Hoje de manhã eu vi um borrão azul saindo pela porta, ele ama aquela camiseta. O sol ainda não tinha nascido, mas eu olho ao redor da sala e reparo na coberta em cima de mim. Apesar dele odiar quando eu caio no sono com a televisão ligada, sempre acaba me cobrindo com aquela colcha rosa cheia de bonequinhas estampadas e tenta não me acordar com seus passos pesados no chão.

No almoço ele apareceu com uma marmita em uma mão e uma garrafa de refrigerante na outra. 

– O restaurante teve uma entrega na rua de cima e trouxe o almoço de vocês. Só tem guaraná na geladeira, então eu trouxe a sua coca. 

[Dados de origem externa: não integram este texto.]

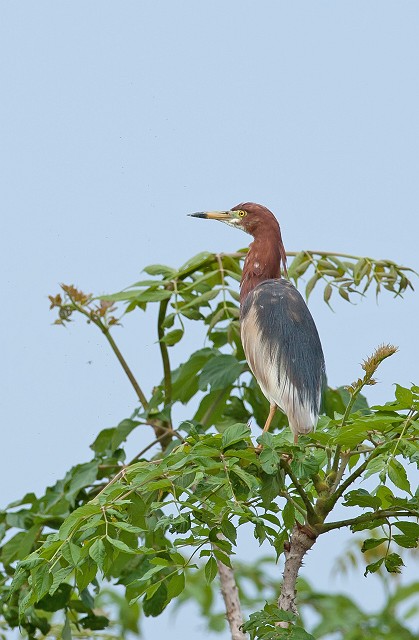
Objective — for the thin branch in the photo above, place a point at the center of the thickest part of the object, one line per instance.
(230, 593)
(125, 367)
(350, 479)
(302, 539)
(311, 515)
(164, 352)
(341, 470)
(165, 433)
(106, 332)
(367, 517)
(294, 503)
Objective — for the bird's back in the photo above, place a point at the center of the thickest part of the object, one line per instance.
(283, 350)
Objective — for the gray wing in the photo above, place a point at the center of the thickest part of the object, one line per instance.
(283, 349)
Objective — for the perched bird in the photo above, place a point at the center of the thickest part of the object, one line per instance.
(278, 333)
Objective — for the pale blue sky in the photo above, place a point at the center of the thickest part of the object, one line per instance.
(118, 118)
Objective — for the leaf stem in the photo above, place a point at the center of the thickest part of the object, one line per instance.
(366, 517)
(164, 352)
(311, 515)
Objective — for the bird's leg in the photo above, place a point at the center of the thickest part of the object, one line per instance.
(267, 424)
(269, 418)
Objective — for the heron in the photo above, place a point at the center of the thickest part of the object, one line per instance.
(280, 339)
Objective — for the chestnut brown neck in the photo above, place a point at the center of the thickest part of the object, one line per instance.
(266, 259)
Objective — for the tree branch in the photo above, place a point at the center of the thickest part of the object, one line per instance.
(302, 539)
(311, 515)
(125, 367)
(231, 599)
(367, 517)
(164, 353)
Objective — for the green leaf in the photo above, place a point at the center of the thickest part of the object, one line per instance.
(361, 498)
(160, 270)
(288, 515)
(176, 585)
(211, 570)
(373, 567)
(98, 552)
(393, 562)
(372, 543)
(397, 474)
(75, 518)
(172, 337)
(66, 632)
(235, 433)
(220, 372)
(404, 396)
(311, 284)
(154, 605)
(121, 546)
(410, 529)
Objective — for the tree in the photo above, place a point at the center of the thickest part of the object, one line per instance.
(168, 518)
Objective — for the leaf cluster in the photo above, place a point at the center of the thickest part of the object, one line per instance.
(154, 523)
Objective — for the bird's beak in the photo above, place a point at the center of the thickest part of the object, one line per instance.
(225, 216)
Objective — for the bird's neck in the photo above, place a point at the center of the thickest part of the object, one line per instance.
(264, 259)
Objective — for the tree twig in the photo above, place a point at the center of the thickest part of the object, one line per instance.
(230, 593)
(368, 517)
(302, 539)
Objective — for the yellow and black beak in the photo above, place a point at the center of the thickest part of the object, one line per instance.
(224, 216)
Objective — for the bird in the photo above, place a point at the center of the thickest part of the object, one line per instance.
(280, 339)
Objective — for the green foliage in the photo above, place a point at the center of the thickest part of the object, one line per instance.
(157, 525)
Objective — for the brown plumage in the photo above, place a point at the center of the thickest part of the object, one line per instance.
(279, 337)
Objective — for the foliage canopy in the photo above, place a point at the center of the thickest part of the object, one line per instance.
(162, 524)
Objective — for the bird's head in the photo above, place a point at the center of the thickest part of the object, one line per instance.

O dia acabou passando rápido, eram quase seis da tarde quando eu ouvi o barulho das botas batendo na varanda. Eu já sei o roteiro, ele fechou o restaurante às três, passou no banco que fica no caminho de casa e depois no mercado. Sei disso porque amanhã é dia de repor o estoque e eu costumo arrumar as compras na despensa, enquanto ele fica lá do fogão me contando os planos para o futuro, com espaço para mim em todos eles.

Depois do jantar ele sentou na cama e assistiu ao canal de esportes, assim como fez ontem e em cada um dos dias anteriores a este. Perguntei como foi o dia e a resposta foi curta.

– Cansativo.

Como o homem de poucas palavras que é, acho que ao longo da vida ele encontrou outras formas de dizer como se sente. Mas desde pequena aprendi a reconhecer os sinais, seja me cobrindo de manhã ou cozinhando a minha comida favorita sempre que pode. Ele nunca precisou dizer “eu te amo” com todas as letras para que eu me sentisse amada.